Asian Region of The International Lesbian, Gay, Bisexual, Trans and Intersex Association

Country Report on SOGIESC Rights In India: An Unfinished Agenda

Country Report on SOGIESC Rights In India: An Unfinished Agenda

19 April 2022

Executive Summary

In the past decade, there have been many developments pertaining to LGBTIQ rights in India. While there is growing acceptance of LGBTIQ identities in society in the current generation, challenges related to acceptance and inclusion continue in formal and informal institutions like families, schools, and workplaces. The acceptance also varies from urban to rural areas where the literacy rates are quite low. 
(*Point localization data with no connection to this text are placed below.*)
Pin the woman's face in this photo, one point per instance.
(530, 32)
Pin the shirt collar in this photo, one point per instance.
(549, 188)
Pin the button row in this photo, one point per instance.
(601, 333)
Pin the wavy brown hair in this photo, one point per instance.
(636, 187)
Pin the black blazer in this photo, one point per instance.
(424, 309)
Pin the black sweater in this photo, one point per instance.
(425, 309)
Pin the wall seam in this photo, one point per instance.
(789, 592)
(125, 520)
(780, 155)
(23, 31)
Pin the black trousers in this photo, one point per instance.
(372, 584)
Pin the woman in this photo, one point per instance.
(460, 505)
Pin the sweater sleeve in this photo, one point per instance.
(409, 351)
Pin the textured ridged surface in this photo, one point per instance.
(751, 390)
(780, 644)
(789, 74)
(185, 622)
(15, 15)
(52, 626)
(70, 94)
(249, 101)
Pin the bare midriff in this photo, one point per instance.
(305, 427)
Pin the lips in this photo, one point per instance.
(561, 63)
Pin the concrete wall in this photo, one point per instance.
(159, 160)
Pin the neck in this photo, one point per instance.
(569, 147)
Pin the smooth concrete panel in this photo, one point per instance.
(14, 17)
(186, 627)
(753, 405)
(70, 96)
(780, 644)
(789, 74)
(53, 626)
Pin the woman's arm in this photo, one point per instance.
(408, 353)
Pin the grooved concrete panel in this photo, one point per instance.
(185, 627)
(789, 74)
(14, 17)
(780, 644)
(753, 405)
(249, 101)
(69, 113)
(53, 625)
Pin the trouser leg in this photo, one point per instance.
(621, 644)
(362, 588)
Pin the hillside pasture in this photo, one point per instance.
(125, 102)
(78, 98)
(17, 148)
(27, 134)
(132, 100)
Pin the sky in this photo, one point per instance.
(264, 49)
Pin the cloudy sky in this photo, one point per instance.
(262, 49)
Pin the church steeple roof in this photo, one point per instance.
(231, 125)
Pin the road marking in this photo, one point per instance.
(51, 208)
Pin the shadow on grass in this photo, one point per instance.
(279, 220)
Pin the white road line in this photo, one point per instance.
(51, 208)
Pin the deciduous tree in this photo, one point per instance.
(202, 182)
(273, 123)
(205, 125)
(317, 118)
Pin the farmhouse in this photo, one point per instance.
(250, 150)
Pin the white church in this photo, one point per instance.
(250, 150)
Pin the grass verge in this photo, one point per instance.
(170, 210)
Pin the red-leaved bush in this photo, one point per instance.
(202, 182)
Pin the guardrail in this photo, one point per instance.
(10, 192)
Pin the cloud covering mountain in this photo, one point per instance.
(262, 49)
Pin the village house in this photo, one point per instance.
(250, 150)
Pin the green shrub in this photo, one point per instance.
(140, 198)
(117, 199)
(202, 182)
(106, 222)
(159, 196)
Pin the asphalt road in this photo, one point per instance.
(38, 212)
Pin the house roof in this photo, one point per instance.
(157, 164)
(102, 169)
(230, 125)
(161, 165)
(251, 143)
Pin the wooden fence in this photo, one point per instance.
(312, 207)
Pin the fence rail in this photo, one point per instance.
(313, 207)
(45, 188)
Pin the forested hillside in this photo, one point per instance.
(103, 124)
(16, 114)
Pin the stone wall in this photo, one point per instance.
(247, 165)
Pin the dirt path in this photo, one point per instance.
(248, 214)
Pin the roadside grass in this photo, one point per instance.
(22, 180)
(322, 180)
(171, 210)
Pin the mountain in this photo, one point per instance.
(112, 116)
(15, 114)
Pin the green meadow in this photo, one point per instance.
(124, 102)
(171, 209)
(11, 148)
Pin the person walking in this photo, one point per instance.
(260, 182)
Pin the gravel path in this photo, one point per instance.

The developments have been most prominent in the legal landscape. While the rights provided under the 1950 Constitution of India extend to all persons, including LGBTIQ people, they were implicit. Subsequent judgments and the proactive role played by the judiciary have led to the explicit recognition of these rights. These judgements have led to the takedown of Section 377 (which prescribed punishment for consensual sexual relations between people of same-sex), recognition of self-determination rights of transgender people, and a ban on sex-reassignment surgeries in one state of India, among others. Recently various high courts have played a positive role in directing the government to ensure a supply of necessities to transgender people and persons with HIV during the outbreak of the COVID-19 virus. 

The Government of India has also legislated its first law to address the basic violations of human rights against the community. The Transgender Persons Act seems to be the beginning of efforts toward the protection of LGBTIQ people. Other developments including the government order allowing trans people to use a restroom of their choice and the establishment of Transgender Welfare Boards and other welfare policies by various federal governments. However, this law is not without its infirmities. The legal landscape still lacks a viable protection mechanism for LGBTIQ people and there exist several voids which hinder the recognition of their basic civil rights like the right to marry or adopt. The criminal law also adheres to the traditional conception of gender, resulting in unequal treatment of LGBTIQ people in the grievance redressal process. 

Despite these developments, the stigma associated with gender and sexual identity has created many challenges for LGBTIQ communities. These challenges include non-acceptance in society, violence by partners, physical and sexual assault by state and non-state actors, discriminatory treatment in educational and medical institutions, illegal detention, corrective rapes, non-recognition of personal rights to marry or adopt, etc. These challenges continue to create barriers for them. While there is a visible change in the attitudes of MNCs towards employing LGBTIQ people, these changes are intended more towards seeming inclusive. Meanwhile, in the absence of equal opportunities, these people continue to work with small ration shops, or as beggars or sex workers. The latter also puts them on the wrong side of the law as such practices are not legal in India. 

The issues faced by transgenders in the traditional commune system are also very complex and brutal. The commune system was conceived as a protection mechanism for transgender people but has degenerated into various forms of bonded labour, coercion, extortion, and violence. It is a hierarchical system where those at the base are forced to pay a tax called ‘moorcha’ or ‘kamaayi’. Failure to pay this tax can have very adverse and serious consequences on the life, liberty, dignity, and safety of transgender persons. Significant sections of this system have ended up becoming a form of slavery only because there is no escape for people trapped in it. As such, these people end up being dependent predominantly on sex work and/or begging to subsist and pay the taxes which left them vulnerable to physical and sexual violence, and sexually transmitted diseases. They also become emotionally and physically distraught in exchange for a meagre sum of money, most of which would be used as taxes. 

Civil society organisations that have played a very positive role in the LGBTIQ movement have their challenges which include legal hassles, financial restraint, mobilisation of communities that are dispersed because of social, cultural and language barriers, and the lack of human resource expertise. These organisations have employed various strategies to face these challenges like organising consultations with families, raising awareness, and engaging in legislative and policy advocacy.